Although cybersecurity has been present in business strategies for years, the challenges to be overcome are still numerous. According to the report Global Digital Trust Insights 2025 prepared by PwC77% of companies (both globally and in Spain) expect their cybersecurity budget to increase over the next year. However, the survey, which polled 4,042 business and technology executives from 77 countries (including 146 in Spain), shows that so far only 2% of companies surveyed have implemented a global “cyber-resilience” strategyit is what allows an organization to prevent, resist, and recover from cybersecurity incidents.

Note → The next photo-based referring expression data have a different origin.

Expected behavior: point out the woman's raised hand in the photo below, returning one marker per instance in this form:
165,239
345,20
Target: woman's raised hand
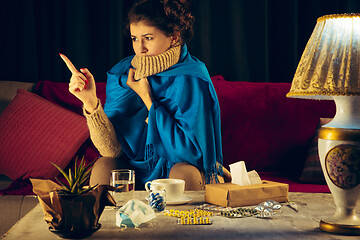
82,85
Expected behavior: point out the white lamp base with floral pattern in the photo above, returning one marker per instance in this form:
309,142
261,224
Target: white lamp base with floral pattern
339,152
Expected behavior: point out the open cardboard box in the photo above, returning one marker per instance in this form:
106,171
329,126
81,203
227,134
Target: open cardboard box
233,195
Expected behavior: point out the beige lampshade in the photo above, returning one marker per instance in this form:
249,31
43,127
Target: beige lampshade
330,64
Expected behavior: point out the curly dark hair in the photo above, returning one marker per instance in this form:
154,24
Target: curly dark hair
169,16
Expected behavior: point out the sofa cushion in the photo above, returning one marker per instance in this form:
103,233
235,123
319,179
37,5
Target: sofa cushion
264,128
35,132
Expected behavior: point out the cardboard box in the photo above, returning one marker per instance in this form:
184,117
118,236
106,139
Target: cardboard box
232,195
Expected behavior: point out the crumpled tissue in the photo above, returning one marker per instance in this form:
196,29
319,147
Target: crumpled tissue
134,213
240,176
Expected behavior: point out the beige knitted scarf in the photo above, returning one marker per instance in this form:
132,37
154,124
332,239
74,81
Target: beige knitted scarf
150,65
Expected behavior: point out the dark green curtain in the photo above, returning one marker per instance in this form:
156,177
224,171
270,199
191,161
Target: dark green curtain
254,41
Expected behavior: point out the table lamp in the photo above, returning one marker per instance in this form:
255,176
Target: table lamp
330,69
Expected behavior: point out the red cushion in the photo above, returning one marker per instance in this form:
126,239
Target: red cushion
264,128
35,132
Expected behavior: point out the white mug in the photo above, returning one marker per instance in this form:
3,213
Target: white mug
174,187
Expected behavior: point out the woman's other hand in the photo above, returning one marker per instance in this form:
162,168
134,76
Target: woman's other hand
141,87
82,85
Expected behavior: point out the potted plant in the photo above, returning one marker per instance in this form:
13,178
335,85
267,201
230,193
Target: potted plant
72,209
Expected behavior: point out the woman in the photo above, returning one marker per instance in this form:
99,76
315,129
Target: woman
161,116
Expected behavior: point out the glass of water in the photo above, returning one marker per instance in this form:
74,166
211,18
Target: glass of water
124,182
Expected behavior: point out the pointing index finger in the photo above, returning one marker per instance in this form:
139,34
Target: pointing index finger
68,63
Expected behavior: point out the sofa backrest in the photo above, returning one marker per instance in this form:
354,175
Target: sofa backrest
264,128
8,91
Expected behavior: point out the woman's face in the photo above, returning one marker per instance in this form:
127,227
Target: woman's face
148,40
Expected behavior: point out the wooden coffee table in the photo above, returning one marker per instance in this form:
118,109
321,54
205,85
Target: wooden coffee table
288,224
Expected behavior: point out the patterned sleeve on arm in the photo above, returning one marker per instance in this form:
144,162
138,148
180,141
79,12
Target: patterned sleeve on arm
102,132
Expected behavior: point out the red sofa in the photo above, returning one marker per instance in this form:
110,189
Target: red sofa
271,133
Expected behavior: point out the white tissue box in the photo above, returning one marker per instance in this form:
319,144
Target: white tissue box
232,195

Aware of the need to strengthen the cybersecurity strategy In companies, in the short term, managers have decided to continue to significantly increase investments in the 2025 budget. Concretely, 30% of organizations anticipate that their cybersecurity budget will increase. between 6% and 10% next year. In fact, one in five people (20%) have plans to increase its cybersecurity budget by 11% or more in the next fiscal year.

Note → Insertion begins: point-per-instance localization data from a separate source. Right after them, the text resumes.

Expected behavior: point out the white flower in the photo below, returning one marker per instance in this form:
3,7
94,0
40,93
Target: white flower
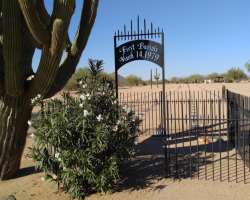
84,86
54,177
85,113
29,123
82,97
57,155
30,78
115,128
99,118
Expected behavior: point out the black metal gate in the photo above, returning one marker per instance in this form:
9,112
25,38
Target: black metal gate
208,132
208,137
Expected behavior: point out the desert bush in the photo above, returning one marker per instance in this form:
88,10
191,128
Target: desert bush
81,142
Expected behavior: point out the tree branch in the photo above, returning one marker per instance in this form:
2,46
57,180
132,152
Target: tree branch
68,67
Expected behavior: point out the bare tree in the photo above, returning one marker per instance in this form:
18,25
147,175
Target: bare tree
25,26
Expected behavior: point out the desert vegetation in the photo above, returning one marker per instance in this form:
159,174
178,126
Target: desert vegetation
81,142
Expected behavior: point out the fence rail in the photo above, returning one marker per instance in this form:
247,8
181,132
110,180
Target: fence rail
207,131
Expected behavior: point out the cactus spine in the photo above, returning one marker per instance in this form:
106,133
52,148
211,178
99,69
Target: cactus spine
25,25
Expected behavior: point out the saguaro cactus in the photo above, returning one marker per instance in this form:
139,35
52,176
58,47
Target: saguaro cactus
24,26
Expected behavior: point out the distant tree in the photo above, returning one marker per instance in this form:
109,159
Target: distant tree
196,78
235,74
213,76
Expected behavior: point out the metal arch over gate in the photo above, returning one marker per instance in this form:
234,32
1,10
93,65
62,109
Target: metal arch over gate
141,44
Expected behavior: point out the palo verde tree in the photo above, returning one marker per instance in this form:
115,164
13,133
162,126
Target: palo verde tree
25,26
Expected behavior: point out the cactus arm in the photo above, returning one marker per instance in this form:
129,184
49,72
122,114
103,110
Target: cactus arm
68,66
37,27
51,57
1,71
12,46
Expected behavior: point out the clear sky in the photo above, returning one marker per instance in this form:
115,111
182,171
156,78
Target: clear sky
202,36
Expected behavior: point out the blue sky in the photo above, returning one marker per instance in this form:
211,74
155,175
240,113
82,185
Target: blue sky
202,36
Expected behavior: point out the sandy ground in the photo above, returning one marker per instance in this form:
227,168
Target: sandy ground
144,177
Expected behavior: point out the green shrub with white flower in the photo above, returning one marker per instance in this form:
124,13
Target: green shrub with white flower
82,142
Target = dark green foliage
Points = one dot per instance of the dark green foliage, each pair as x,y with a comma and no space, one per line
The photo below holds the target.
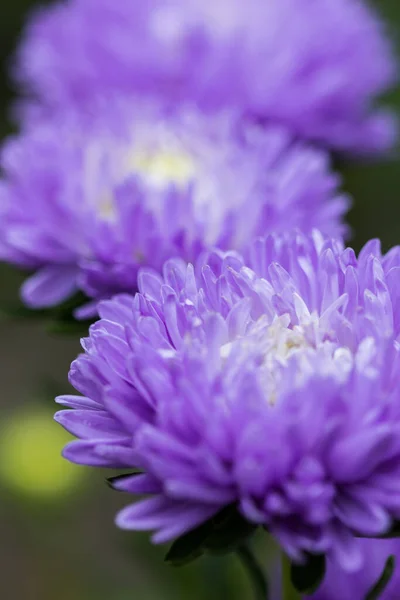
306,578
221,534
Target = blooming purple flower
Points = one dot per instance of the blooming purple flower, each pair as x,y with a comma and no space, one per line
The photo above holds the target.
316,66
272,383
339,584
85,207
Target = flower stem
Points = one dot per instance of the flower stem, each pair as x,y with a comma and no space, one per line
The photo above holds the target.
259,582
289,592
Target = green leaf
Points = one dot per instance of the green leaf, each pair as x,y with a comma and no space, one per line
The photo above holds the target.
306,578
221,534
189,546
58,319
229,532
379,587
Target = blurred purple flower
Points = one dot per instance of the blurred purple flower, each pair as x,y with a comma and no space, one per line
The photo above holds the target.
85,207
315,66
339,584
276,388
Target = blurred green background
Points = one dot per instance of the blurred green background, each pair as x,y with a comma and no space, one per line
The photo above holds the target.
58,540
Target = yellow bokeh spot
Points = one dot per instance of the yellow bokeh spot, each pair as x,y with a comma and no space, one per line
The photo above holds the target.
30,456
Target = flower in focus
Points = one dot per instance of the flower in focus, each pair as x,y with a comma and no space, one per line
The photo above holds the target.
270,382
339,584
315,66
84,206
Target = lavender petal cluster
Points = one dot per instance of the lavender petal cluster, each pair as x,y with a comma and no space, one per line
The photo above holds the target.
270,381
315,66
85,206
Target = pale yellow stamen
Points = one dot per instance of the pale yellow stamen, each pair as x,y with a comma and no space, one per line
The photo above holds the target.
164,166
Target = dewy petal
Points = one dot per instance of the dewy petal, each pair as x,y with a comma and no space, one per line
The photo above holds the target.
244,62
258,381
49,286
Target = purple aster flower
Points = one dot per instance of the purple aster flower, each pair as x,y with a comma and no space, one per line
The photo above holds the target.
339,584
84,208
271,382
315,66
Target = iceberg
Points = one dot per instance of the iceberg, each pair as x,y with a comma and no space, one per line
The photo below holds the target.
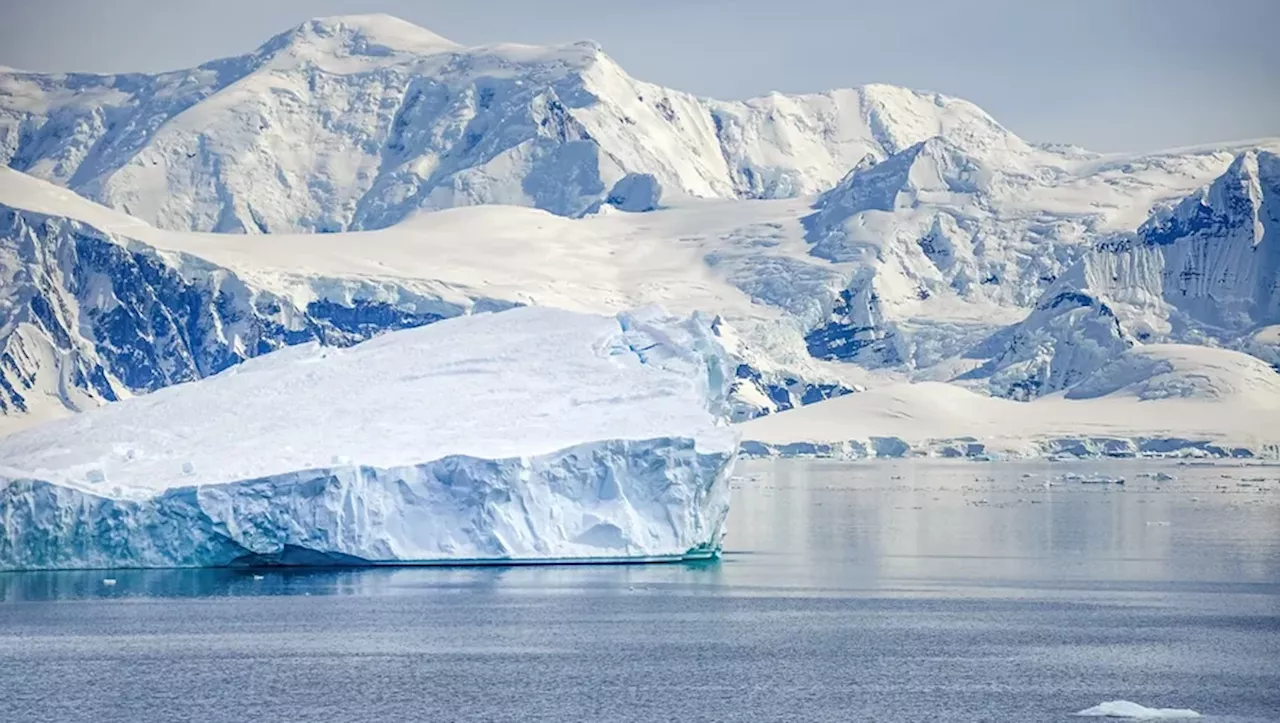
526,435
1127,709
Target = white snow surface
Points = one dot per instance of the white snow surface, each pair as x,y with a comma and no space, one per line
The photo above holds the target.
528,434
746,262
355,122
903,230
1128,709
1153,399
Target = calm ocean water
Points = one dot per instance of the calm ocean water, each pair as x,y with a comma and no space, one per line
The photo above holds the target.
894,593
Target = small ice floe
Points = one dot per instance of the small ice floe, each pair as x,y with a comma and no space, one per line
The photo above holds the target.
1092,479
1127,709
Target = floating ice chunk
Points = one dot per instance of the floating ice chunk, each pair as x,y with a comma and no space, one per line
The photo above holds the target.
529,435
1092,479
1127,709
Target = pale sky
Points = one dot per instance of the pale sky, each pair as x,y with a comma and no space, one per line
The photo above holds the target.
1106,74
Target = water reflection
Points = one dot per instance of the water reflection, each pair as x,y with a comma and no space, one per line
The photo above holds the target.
837,529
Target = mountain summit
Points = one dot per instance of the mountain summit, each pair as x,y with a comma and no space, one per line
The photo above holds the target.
357,122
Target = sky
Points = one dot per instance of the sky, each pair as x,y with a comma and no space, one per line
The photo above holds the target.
1105,74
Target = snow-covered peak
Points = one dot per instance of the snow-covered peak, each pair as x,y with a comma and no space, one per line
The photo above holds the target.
357,122
905,117
1242,200
932,169
343,36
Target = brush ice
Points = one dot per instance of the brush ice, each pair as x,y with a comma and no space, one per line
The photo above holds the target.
526,435
1127,709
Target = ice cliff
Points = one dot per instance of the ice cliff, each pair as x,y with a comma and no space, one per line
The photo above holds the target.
531,434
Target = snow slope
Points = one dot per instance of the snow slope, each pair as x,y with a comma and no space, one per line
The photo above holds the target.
904,232
1155,399
96,289
356,122
1205,271
528,434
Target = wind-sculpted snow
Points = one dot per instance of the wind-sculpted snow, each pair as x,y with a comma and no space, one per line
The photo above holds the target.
464,440
357,122
859,234
1205,271
1155,401
87,316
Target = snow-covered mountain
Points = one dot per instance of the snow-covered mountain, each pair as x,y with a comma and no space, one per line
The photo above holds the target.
845,239
97,306
1205,271
356,122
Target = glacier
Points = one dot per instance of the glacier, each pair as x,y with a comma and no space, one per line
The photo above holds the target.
365,175
1205,270
525,435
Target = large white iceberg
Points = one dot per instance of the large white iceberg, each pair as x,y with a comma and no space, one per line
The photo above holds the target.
526,435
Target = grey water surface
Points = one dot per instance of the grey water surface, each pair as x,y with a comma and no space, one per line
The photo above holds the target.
909,591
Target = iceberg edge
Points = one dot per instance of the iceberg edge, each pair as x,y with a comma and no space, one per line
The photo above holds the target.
661,499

Among the strategic priorities that leaders have set for the next 12 months, 36% of leaders emphasize that they intend to work on reducing deadlines. response to cyber incidentsas well as growing confidence in the ability to manage threats (mentioned 31% of those surveyed) and improving the customer and employee experience (30%).
The managers interviewed also believe that measuring Cyber risk will be crucial for prioritizing cybersecurity investments: This is what 88% of managers around the world and 93% in Spain say. For 87% of executives (81% in Spain), it will also be essential to allocate resources to the areas of greatest risk. However, only 15% of organizations (13% in Spain) recognizes that it does so effectively. Scope uncertainty, as well as problems related to data and information processing, top the list of obstacles to the implementation of cyber risk quantification, as does lack of confidence in the reliability of quantification results.

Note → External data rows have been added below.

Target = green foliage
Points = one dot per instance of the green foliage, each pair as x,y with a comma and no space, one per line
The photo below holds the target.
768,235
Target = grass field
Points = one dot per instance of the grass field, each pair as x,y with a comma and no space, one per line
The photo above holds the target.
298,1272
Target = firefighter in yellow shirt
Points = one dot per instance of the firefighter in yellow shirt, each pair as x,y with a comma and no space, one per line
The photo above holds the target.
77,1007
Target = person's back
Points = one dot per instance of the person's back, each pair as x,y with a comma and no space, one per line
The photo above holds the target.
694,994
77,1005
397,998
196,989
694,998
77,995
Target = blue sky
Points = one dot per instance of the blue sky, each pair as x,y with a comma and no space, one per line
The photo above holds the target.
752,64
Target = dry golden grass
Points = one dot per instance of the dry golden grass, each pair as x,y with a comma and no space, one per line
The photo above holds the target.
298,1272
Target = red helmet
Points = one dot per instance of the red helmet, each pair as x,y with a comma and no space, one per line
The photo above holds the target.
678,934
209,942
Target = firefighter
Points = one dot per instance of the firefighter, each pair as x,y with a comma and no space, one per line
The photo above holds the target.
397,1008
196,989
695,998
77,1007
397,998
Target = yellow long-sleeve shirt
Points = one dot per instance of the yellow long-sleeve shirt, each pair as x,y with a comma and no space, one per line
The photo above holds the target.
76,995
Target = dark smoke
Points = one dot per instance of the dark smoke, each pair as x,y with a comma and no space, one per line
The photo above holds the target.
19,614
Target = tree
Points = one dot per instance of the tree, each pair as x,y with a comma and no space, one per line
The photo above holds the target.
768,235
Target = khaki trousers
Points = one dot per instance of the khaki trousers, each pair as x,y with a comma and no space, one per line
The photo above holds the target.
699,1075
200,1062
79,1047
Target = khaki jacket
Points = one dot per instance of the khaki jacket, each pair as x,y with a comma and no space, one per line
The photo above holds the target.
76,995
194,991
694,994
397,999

How much does a cybersecurity incident cost?
The cost of a cybersecurity incident is very high: 25% of executives surveyed admit to having experienced a problem of this type in the last three years that cost their organization at least a million dollars. (920,000 euros). On average, A cybersecurity incident costs businesses $3.32 million (€3.06 million).
Cybersecurity, among the three biggest concerns of managers. The PwC survey also reveals that 66% of technology leaders and 48% of business executives rank cybersecurity among their top three concerns over the years. the next 12 monthswhich underlines the critical importance of its management, for which the role of the CISO and the security function is key.
According to this year’s survey, Top 4 Cybersecurity Threats Executives Fear Most — those related to the cloud (42%), hacking and breach operations (38%), third-party security breaches (35%) and attacks on connected products (33%) — are the same as those to which security leaders feel less prepared. advice.
Generative AI: transforming risk into opportunity
Rapid advances in generative artificial intelligence (GenAI) are creating new opportunities for businesses, but they are also opening new gaps in cybersecurity. Seven in ten executives (67% globally and 69% in Spain) highlight that AI has significantly expanded the attack surface over the past year, increasing the vulnerable perimeter of their business. Something similar happens with cloud technology or cloud platforms, which are mentioned by 66% of executives worldwide and 72% in Spain. In the same vein, according to the latest Global CEO Survey carried out by PwC, it was highlighted that 64% of managers worldwide agree that generative AI will increase the cybersecurity risk in the organization.
One of the main concerns businesses have regarding the use of AI is that this technology can enable less sophisticated cyber threatsthrough effective phishing attacks and large-scale deepfakes. Additionally, businesses fear that through AI, cybercriminals can compromise their data integrity and privacy. They also fear having to deal with more regulatory compliance, as regulatory obligations on AI multiply. Recognizing the strategic importance of this new technology, 78% of business leaders have increased their investments in generative AI over the past 12 months. Along the same lines, 72% have increased their investments in managing government risks related to artificial intelligence.
For Jesús Romero, partner responsible for enterprise security solutions at PwC“The survey reveals that while cybersecurity maturity continues to evolve in large organizations, significant challenges remain and must still be addressed to ensure cyber resilience, due to an ever-expanding exposure footprint, driven by increasing reliance on the cloud, advances in AI, interconnected devices and the complexity of supply chains. Our report includes, among other interesting aspects, what these challenges are for the main Spanish and global organizations, and how they hope to face them over the next year.